Me quedé planchada. Frené mi paseo meditativo.

– Luego, ¿mi oferta no te interesa?

Ahora fue él quien se levantó y se puso a caminar a grandes pasos. Admiré su atlético cuerpo. Madre de Dios, pensé, qué desperdicio.

Se detuvo frente a mí, cruzó los brazos, desplegó completamente las alas y la sombra que éstas crearon nos cubrió a ambos, provocando un interesante clima de intimidad.

– Tonta, tonta. También tú has creído esa propaganda enfermiza. Baudelaire, los poetas malditos, los Rolling Stones… Bulgákov me usó bien, lo de Bierce fue una chiquillada. El único que me comprendió fue Ernst Lubitsch. No creía en mí, pero me respetaba. Me representó tal como me gustaría ser, tal como habría sido, de haber contratado a un asesor de imagen que hubiera mostrado lo mejor de mí. Ernest sí experimentaba genuina simpatía por el Diablo, como evidencian algunas

de sus películas. Su aguda compasión para con sus personajes la extendía también a mí. Pues de eso se trata, eso somos. Personajes.

– ¿Y Milton? -inquirí, para poner mis conocimientos en la balanza.

– Ni Milton ni Dante. Con todos mis respetos, mucho arte pero demasiada moralina -sentenció, categórico-. Fin de este instructivo desvío. Continúa tu exposición.

– Si… -titubeé-. Si no poseemos alma, ni siquiera ese soplo interior que algunos ateos presentan como fruto del conocimiento, de la inteligencia, si no hay nada que vender ni comprar y, de existir, lo mío no te lo quedarías… ¿Por qué conversamos? ¿Para matar el rato? ¿Soy una mera distracción para ti, un capricho pasajero?
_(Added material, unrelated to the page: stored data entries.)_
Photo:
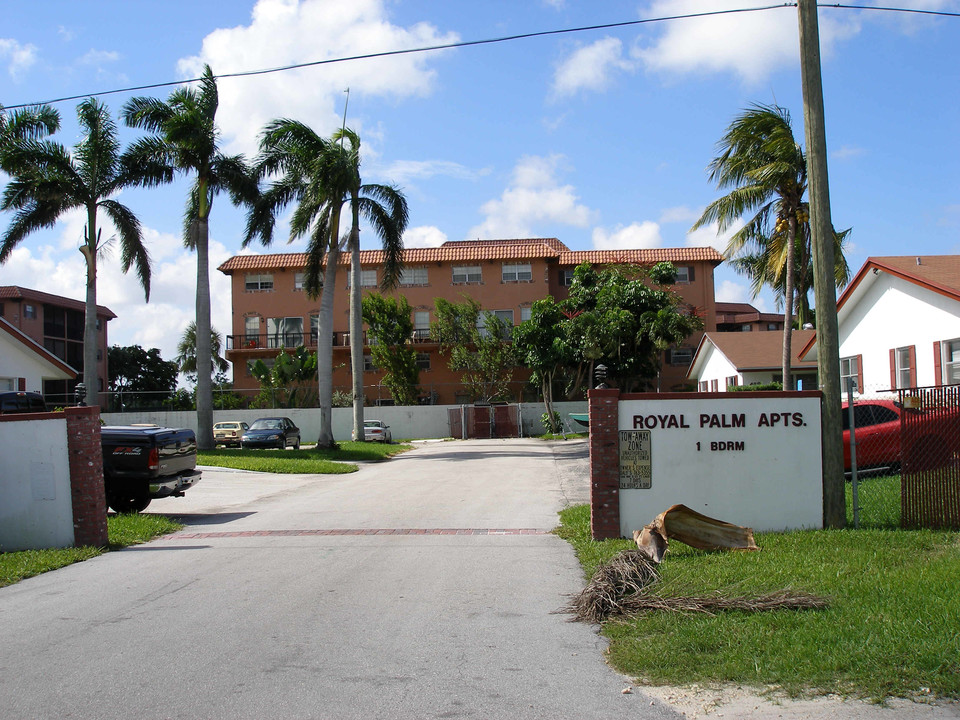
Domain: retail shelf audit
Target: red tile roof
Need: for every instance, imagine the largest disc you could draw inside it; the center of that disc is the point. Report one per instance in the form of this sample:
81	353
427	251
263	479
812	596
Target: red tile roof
15	292
478	250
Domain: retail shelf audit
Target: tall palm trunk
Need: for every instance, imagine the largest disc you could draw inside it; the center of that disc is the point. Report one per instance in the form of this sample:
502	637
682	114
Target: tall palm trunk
325	347
91	379
204	362
788	293
356	330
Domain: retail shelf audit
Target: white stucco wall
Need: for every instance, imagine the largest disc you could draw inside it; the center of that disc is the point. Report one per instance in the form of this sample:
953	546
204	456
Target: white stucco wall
17	361
36	508
405	421
894	313
755	461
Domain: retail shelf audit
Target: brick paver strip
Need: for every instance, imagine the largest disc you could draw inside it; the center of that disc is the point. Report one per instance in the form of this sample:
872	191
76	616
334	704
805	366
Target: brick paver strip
357	531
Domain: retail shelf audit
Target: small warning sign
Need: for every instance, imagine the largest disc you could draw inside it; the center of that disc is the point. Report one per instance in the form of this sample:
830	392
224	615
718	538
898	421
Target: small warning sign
635	463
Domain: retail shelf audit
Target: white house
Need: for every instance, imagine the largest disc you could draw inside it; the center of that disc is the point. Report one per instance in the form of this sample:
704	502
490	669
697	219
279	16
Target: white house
25	364
727	359
899	324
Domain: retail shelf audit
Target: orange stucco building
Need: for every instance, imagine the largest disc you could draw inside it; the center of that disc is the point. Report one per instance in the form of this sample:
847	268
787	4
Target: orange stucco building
271	310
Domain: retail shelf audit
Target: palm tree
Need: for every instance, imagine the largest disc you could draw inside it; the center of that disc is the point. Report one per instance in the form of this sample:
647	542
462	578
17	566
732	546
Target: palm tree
186	358
316	175
48	181
29	123
385	208
184	141
767	171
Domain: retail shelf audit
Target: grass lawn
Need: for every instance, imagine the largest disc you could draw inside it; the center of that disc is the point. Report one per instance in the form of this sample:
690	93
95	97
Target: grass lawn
306	461
122	530
891	628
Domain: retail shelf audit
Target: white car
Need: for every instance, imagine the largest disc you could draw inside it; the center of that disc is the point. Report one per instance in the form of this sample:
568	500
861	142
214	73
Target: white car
376	431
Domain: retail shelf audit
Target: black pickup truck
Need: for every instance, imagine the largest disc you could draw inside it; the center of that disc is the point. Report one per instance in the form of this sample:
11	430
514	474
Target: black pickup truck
144	462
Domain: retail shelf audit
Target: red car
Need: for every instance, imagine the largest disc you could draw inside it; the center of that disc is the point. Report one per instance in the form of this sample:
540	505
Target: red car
929	439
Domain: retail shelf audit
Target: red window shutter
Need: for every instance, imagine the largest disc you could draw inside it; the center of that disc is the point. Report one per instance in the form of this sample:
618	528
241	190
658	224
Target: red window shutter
937	364
913	366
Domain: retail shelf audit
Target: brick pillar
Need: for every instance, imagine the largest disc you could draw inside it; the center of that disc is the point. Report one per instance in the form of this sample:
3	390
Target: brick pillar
86	476
604	464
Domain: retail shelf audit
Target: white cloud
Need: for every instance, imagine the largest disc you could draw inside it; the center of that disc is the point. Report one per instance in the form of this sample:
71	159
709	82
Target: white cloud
590	67
533	199
406	170
749	44
643	235
288	32
424	236
18	57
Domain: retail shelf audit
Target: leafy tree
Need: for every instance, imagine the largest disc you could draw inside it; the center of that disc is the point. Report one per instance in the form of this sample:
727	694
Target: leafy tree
766	171
315	175
48	180
140	378
289	382
478	344
185	140
542	345
385	209
187	351
391	328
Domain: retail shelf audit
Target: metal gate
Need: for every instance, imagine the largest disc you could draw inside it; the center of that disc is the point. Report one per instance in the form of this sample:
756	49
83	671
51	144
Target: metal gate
930	457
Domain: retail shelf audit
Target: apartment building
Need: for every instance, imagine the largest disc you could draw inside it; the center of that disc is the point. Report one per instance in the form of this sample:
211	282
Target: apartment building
56	323
271	309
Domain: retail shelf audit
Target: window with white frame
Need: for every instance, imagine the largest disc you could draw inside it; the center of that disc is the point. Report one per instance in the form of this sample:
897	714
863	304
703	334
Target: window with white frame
414	276
467	273
950	361
903	370
368	278
516	272
258	283
850	373
421	325
285	332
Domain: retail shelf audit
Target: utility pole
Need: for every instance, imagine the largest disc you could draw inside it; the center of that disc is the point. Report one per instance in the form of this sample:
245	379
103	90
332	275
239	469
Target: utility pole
825	292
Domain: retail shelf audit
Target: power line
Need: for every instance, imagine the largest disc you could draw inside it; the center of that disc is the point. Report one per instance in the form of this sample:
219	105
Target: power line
472	43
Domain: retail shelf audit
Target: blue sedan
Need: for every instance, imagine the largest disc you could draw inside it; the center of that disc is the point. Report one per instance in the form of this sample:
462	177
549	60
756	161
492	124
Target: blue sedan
277	432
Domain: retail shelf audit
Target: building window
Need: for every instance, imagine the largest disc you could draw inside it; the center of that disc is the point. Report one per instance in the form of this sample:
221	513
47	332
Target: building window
850	373
258	283
904	367
421	325
516	272
368	278
950	361
284	332
414	276
467	273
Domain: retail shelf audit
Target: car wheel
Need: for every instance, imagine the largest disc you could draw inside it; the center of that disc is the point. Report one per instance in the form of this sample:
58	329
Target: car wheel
131	502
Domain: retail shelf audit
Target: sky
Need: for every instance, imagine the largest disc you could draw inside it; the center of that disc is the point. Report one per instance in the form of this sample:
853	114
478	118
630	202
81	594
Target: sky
600	137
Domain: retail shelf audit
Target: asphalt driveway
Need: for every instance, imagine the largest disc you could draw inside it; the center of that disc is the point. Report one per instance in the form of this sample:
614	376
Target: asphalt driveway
424	587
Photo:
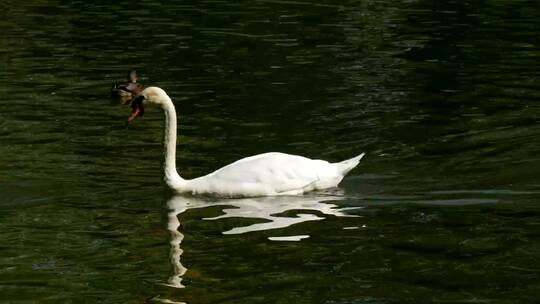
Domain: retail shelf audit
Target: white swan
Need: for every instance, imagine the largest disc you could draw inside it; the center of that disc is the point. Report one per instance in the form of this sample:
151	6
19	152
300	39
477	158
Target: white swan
265	174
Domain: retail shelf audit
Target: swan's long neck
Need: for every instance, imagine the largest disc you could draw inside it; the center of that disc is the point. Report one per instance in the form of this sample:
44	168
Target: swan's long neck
172	178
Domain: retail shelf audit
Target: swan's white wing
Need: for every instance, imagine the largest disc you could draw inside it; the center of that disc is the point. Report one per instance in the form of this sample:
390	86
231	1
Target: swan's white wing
275	172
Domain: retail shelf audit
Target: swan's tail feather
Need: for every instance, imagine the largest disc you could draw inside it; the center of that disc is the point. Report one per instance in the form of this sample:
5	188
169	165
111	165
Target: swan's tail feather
347	165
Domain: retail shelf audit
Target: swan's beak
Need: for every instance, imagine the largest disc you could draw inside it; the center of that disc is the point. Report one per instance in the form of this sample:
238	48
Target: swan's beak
137	108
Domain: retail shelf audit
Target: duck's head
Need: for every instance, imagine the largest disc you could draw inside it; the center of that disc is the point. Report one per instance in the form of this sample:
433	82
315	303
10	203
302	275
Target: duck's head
149	96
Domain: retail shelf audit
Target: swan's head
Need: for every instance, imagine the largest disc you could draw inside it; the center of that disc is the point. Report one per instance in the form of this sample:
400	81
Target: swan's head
149	96
124	92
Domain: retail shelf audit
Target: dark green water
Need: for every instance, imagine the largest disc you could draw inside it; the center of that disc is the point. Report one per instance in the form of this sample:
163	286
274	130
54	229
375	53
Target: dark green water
443	97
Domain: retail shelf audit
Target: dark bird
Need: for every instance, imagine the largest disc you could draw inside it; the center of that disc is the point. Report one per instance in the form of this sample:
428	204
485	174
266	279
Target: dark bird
127	90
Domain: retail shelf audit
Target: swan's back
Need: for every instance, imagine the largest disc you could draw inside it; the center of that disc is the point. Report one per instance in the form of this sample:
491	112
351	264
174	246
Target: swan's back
271	173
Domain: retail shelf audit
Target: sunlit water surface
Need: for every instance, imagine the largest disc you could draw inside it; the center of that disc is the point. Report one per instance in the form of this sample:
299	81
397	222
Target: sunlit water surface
443	97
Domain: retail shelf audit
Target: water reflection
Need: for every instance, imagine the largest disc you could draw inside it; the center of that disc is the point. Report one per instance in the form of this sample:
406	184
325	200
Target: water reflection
274	211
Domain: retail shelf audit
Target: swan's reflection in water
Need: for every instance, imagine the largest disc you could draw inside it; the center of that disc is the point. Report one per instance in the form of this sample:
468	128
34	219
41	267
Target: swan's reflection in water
269	209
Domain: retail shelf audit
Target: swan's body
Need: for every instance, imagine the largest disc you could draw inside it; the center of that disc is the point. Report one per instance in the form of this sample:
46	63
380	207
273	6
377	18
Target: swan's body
260	175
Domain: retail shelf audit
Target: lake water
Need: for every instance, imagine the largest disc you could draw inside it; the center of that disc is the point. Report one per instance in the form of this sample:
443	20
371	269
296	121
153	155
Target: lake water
443	97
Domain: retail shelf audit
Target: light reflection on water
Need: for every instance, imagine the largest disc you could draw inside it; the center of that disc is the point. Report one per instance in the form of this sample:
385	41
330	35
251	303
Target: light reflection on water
270	210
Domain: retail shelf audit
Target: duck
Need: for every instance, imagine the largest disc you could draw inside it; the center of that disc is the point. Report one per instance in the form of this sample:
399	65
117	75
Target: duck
267	174
129	89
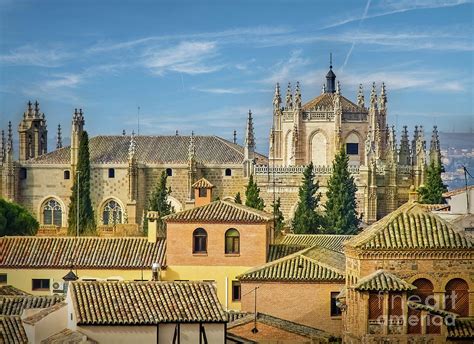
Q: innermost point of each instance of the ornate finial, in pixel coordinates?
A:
(289, 98)
(59, 140)
(360, 96)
– Como dicen en Anglosajonia, cuanto más corto, mejor. Te lo expondré en estos términos. ¿Quieres vivir como si fueras el Nilo antiguo, inundando la tierra desenfrenadamente cada año, o, por el contrario, crees que el futuro es como la libreta de cliente de un supermercado, algo que irás rellenando con cupones que pegarás usando un poco, sólo un poco de saliva?

Comprendí que había chocado con un Lucifer excepcional, enterado hasta de las ofertas del súper de la esquina.

– Decide qué quieres ser.

Respiré hondo.

– El Nilo -dije, bajito.

– ¿El qué?

Quería probarme.

– ¡El jodido Nilo anterior a la construcción de las presas! -repetí, apoyando mi cabeza en su musculoso torso.

Me tomó entre sus brazos y sus alas, que no olían a plumaje de ave -al que soy alérgica-, sino a algodón de azúcar. De lejos me llegó la música de un carrusel… ¿O era un organillo como los de las ferias callejeras de mi infancia?

– ¿Quién me defenderá de las expectativas? -Temía que se desvaneciera sin darme una receta final.

– Tus amigos -señaló el Diablo.

No era una respuesta, sino un comunicado. Dos hombres y tres perros descendían hacia nosotros desde el Paseo de Coches.

– Debo irme. Basta por hoy de vida social.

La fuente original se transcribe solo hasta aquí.